IBC is therefore not a legal footnote. It is a test of balance-sheet flexibility exactly when the company has resumed dividend payments. The interim arrangement reduces near-term risk of guarantee draws and disputed invoices, but it does not close the size of the economic exposure, it does not eliminate dependence on fiber infrastructure, and it does not give the market a final answer on how much post-sale cash is truly available to shareholders.

Electricity Grew in Revenue, Still Not in Profit

Cellcom Energy received more volume this quarter, not more profit. Electricity segment revenue, according to the company’s share, rose to NIS 49 million from NIS 39 million in the comparable quarter, up 25.6%. Gross profit was NIS 2 million, operating profit was zero, and segment adjusted EBITDA was zero.

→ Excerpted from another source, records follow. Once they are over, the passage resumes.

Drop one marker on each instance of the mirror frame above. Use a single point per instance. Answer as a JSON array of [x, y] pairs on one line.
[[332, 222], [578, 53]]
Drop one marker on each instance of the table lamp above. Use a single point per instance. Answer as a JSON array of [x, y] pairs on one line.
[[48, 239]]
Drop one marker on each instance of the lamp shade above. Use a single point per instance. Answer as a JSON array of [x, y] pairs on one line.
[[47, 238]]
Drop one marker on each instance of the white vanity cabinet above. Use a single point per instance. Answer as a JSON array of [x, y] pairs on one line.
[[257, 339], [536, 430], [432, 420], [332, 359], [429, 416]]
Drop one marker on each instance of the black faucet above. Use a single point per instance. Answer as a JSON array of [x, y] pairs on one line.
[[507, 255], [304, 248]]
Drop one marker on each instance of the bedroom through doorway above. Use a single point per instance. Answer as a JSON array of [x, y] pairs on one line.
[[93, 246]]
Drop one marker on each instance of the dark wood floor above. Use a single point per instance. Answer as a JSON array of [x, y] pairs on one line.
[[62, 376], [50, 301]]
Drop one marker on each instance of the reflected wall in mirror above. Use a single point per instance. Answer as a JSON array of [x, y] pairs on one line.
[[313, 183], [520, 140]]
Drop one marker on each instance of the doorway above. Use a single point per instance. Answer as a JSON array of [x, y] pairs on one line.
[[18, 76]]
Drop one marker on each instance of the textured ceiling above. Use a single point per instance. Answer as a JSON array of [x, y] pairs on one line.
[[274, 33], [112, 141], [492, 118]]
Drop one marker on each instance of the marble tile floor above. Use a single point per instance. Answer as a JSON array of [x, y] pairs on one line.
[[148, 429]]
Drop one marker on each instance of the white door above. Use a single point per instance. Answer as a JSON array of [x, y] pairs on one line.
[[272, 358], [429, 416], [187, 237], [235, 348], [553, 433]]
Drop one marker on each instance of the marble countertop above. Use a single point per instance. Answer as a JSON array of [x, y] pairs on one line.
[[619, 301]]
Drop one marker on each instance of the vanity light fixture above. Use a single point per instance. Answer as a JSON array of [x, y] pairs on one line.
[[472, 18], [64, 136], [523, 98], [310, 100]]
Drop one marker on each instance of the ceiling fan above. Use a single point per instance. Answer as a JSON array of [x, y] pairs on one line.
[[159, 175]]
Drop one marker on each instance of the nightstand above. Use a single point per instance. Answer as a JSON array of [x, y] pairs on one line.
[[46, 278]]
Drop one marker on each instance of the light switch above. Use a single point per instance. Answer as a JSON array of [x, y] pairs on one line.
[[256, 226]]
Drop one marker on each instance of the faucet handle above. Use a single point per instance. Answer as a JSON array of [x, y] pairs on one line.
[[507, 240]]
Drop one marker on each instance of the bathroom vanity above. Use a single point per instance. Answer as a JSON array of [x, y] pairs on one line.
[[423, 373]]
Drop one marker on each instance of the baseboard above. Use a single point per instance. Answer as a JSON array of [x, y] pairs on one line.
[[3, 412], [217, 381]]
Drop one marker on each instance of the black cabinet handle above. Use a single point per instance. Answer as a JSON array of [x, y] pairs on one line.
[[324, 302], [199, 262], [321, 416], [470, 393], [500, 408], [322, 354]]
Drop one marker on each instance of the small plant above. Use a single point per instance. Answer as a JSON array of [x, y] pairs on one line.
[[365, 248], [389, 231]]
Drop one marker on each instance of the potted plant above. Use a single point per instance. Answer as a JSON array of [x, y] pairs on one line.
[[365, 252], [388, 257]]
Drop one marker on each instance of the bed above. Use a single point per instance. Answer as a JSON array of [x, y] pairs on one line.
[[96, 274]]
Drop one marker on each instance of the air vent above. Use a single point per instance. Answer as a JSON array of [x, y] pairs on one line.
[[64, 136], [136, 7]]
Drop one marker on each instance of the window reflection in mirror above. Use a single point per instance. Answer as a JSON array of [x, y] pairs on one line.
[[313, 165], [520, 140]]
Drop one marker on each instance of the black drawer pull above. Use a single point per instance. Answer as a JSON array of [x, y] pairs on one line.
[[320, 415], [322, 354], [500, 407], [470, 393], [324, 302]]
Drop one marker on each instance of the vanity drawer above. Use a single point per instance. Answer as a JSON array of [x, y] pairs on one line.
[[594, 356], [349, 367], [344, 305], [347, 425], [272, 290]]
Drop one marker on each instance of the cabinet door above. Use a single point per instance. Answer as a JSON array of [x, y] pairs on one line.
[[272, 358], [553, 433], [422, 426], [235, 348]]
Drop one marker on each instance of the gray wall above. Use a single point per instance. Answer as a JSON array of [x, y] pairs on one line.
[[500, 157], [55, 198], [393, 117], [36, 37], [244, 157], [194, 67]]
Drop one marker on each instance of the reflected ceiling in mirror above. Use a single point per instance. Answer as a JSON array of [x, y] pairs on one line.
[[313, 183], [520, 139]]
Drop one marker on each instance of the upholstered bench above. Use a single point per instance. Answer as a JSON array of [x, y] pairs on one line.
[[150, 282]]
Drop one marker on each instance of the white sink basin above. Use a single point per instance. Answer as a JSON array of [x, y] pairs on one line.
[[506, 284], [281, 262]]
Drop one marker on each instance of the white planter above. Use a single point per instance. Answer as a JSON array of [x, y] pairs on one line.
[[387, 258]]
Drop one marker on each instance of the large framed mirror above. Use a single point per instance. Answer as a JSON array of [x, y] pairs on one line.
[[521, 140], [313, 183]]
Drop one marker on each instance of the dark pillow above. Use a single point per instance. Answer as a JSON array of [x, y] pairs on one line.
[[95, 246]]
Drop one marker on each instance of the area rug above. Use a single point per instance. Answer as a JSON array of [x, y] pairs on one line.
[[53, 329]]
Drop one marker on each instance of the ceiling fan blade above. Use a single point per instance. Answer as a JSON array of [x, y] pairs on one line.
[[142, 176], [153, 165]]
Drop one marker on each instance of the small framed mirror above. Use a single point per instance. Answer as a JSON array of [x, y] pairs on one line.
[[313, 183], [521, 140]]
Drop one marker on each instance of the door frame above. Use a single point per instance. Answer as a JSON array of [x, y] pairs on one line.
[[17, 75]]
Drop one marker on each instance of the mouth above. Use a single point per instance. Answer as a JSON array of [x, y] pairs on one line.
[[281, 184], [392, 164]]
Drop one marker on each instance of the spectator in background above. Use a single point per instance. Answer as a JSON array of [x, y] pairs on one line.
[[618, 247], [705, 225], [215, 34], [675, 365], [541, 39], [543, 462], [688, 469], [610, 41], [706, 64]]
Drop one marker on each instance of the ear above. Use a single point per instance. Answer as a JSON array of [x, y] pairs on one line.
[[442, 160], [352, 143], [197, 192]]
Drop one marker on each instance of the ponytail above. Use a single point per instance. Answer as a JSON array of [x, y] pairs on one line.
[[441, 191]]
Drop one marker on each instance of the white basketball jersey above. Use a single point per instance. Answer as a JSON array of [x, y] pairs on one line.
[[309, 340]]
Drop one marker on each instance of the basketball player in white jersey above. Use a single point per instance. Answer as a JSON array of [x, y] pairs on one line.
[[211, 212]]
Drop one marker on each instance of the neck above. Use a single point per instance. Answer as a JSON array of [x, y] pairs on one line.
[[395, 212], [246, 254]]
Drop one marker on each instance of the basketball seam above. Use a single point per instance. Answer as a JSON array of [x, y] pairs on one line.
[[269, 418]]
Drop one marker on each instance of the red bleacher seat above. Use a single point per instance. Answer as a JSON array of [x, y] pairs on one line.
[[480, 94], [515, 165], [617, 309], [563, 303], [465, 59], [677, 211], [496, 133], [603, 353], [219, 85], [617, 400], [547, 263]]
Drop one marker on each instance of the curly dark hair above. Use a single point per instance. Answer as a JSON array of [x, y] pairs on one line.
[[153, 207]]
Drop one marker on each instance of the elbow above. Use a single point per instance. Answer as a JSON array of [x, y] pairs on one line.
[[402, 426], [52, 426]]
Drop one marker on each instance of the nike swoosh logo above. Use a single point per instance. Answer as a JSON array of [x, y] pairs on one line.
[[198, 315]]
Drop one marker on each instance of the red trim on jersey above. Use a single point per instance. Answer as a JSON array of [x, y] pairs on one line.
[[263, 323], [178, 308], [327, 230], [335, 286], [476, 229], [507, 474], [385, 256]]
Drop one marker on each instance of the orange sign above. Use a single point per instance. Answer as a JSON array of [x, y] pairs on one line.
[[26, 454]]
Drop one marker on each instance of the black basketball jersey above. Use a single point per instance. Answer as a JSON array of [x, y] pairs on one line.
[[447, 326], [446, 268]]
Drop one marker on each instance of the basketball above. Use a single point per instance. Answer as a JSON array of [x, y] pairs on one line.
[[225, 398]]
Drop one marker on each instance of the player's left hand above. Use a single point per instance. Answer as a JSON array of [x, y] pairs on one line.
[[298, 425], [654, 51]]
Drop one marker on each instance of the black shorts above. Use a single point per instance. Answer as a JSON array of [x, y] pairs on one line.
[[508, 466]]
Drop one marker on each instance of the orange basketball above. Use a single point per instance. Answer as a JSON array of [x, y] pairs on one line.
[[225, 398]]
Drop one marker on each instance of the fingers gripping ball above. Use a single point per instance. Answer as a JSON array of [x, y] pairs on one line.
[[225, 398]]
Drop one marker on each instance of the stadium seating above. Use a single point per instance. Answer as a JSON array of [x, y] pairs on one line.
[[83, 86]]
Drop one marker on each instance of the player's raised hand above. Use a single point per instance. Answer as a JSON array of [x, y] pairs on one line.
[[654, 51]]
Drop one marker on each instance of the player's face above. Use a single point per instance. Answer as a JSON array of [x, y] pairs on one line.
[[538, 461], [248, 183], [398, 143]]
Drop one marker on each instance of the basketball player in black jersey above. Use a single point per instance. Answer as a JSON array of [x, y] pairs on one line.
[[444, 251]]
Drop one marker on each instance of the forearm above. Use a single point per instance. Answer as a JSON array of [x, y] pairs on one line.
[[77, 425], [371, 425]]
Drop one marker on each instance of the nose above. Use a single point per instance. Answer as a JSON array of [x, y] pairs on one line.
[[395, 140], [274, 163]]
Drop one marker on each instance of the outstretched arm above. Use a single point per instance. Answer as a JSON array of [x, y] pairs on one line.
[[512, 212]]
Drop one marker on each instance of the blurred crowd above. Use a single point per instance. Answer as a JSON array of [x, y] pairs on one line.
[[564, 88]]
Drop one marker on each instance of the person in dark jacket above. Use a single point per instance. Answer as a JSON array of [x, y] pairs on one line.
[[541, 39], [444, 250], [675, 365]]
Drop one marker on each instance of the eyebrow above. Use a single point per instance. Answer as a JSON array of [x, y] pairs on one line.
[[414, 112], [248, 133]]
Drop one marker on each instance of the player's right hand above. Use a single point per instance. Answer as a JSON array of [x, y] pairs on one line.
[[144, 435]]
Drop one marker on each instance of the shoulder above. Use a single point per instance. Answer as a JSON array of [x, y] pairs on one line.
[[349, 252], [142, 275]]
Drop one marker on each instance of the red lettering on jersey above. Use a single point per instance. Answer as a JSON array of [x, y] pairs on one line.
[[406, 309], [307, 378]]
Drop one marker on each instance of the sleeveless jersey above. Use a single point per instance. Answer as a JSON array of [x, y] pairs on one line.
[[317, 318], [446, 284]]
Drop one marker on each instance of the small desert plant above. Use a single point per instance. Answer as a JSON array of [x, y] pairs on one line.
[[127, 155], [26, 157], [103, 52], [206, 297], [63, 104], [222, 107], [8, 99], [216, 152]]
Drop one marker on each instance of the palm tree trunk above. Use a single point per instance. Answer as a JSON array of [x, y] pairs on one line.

This is commercial progress, but not yet economic proof.

This is the natural follow-up to the Cellcom Energy analysis. The question there was whether accumulated agreements and commitments would move from volume to EBITDA. The first quarter still does not answer that question. In the separate financial information, the investment in Cellcom Energy is shown at negative NIS 9 million, similar to the end of 2025, so there is no sign here of a quick balance-sheet turnaround in the activity.

That does not mean electricity has no value. Electricity supply can become another engine if the customer base and procurement scale begin to generate margin. But in a quarter in which the dividend returned and IBC moved back to the center, electricity still has to prove that it adds EBITDA, not only revenue, without requiring another layer of support from the parent.

Conclusions

The quarter’s conclusion is cautiously positive: Cellcom shows a core that can hold profit and cash even in a noisy quarter, but it still does not prove that the post-IBC improvement has become recurring, accessible free cash. The best operating data points are the ability to keep adjusted EBITDA almost stable despite a roaming hit and revenue decline, and the continued decline in net debt. The main blocker is elsewhere: lower cellular ARPU, cash erosion after debt service, a dividend paid after the balance-sheet date, and the IBC dispute, which may shift the question from low leverage to contractual exposure.

The next quarters need to provide three confirmations. First, roaming and ARPU recovery, so subscriber growth does not remain only quantitative. Second, the cash picture after dividend, debt and CAPEX, not only free cash flow under the company’s definition. Third, quiet progress with IBC and a clearer initial contribution from electricity. If all three move together, 2026 will look like a stabilization year proving that the IBC sale improved the company beyond the balance sheet. If one breaks, especially IBC or ARPU, the market may return to measuring the company by risk rather than distribution.